Non ritenendo attendibili le risposte, le Fiamme Gialle e i funzionari doganali hanno ispezionato veicoli, pacchi e bagagli al seguito dei viaggiatori. Rinvenute somme di denaro contante pari, rispettivamente, a 12.660 €, 10.030 € e 10.235 €, suddivisi in circa 600 banconote di grosso taglio.

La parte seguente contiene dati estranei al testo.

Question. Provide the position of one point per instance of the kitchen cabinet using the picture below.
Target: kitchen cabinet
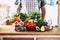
(48, 38)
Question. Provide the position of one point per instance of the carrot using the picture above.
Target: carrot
(27, 19)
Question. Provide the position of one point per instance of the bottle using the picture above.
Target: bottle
(51, 2)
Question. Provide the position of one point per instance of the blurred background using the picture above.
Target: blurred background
(8, 8)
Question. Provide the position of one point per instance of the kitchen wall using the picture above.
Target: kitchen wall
(51, 11)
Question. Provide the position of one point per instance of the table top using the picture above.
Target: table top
(9, 30)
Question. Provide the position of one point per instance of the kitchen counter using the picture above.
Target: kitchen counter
(8, 33)
(9, 30)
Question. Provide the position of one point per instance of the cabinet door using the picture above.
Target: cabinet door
(48, 38)
(18, 39)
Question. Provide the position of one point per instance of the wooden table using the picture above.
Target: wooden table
(9, 32)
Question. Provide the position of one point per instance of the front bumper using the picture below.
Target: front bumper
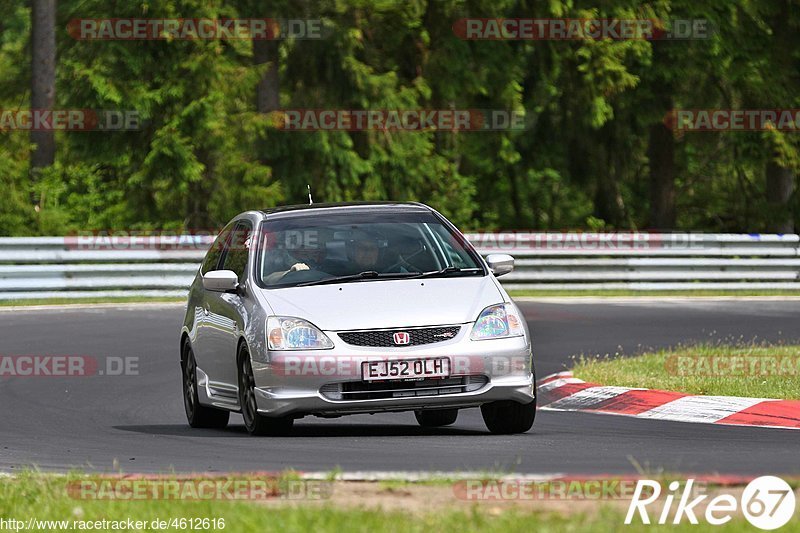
(297, 384)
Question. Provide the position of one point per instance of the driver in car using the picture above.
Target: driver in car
(365, 254)
(302, 257)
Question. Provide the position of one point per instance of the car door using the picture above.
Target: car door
(226, 310)
(204, 352)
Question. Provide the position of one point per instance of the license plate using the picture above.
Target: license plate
(406, 369)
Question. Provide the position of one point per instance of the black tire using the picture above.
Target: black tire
(507, 416)
(255, 423)
(198, 416)
(436, 418)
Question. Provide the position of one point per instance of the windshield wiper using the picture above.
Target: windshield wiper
(368, 274)
(446, 271)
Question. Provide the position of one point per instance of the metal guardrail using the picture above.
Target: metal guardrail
(76, 267)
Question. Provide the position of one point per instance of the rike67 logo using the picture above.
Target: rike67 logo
(767, 502)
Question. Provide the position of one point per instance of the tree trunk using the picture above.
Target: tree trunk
(661, 153)
(43, 77)
(661, 144)
(780, 186)
(268, 88)
(267, 91)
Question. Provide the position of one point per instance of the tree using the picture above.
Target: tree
(43, 78)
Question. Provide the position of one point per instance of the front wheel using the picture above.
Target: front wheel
(255, 423)
(199, 416)
(507, 416)
(436, 418)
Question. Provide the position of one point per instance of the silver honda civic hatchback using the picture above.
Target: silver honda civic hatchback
(337, 309)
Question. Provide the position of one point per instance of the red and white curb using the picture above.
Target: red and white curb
(564, 392)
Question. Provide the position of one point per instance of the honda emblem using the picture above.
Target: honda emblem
(401, 337)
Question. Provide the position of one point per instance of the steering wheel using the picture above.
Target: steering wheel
(403, 262)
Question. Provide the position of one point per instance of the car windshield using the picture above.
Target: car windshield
(360, 245)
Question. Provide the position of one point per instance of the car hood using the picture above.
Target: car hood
(387, 303)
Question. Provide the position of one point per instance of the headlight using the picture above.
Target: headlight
(496, 322)
(289, 333)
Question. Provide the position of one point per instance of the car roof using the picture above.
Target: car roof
(377, 205)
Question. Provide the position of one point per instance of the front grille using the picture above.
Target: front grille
(385, 338)
(377, 390)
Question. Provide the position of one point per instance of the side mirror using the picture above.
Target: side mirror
(500, 264)
(220, 280)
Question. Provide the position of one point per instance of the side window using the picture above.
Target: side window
(212, 256)
(238, 249)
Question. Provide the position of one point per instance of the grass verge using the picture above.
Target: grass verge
(753, 370)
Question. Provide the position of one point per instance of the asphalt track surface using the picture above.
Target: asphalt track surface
(136, 423)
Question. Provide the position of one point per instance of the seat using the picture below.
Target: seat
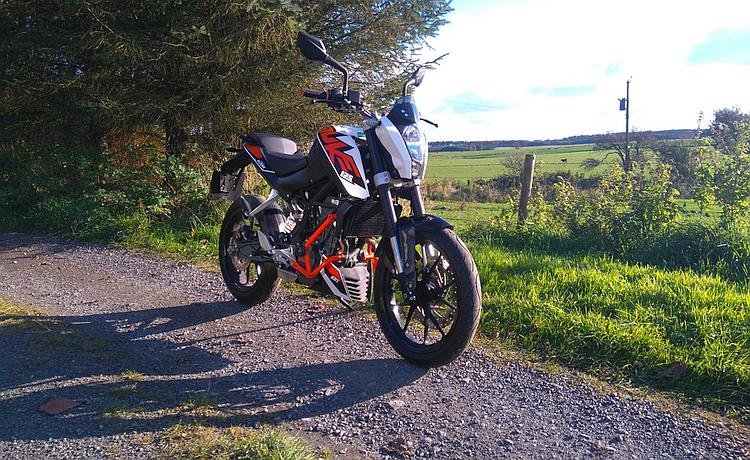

La normativa nazionale in materia di circolazione transfrontaliera di valuta (D. Lgs. 195/2008) impone uno specifico obbligo di dichiarazione in capo alle persone che attraversano a qualsiasi titolo i confini dello Stato e che abbiano al seguito denaro o valori di ammontare pari o superiore ai 10.000 euro. I responsabili delle violazioni sono stati sanzionati amministrativamente ai sensi dell’art. 9 del D. Lgs. 195/2008 e ammessi al pagamento della sanzione con oblazione immediata, per effetto dell’art. 7 del predetto Decreto.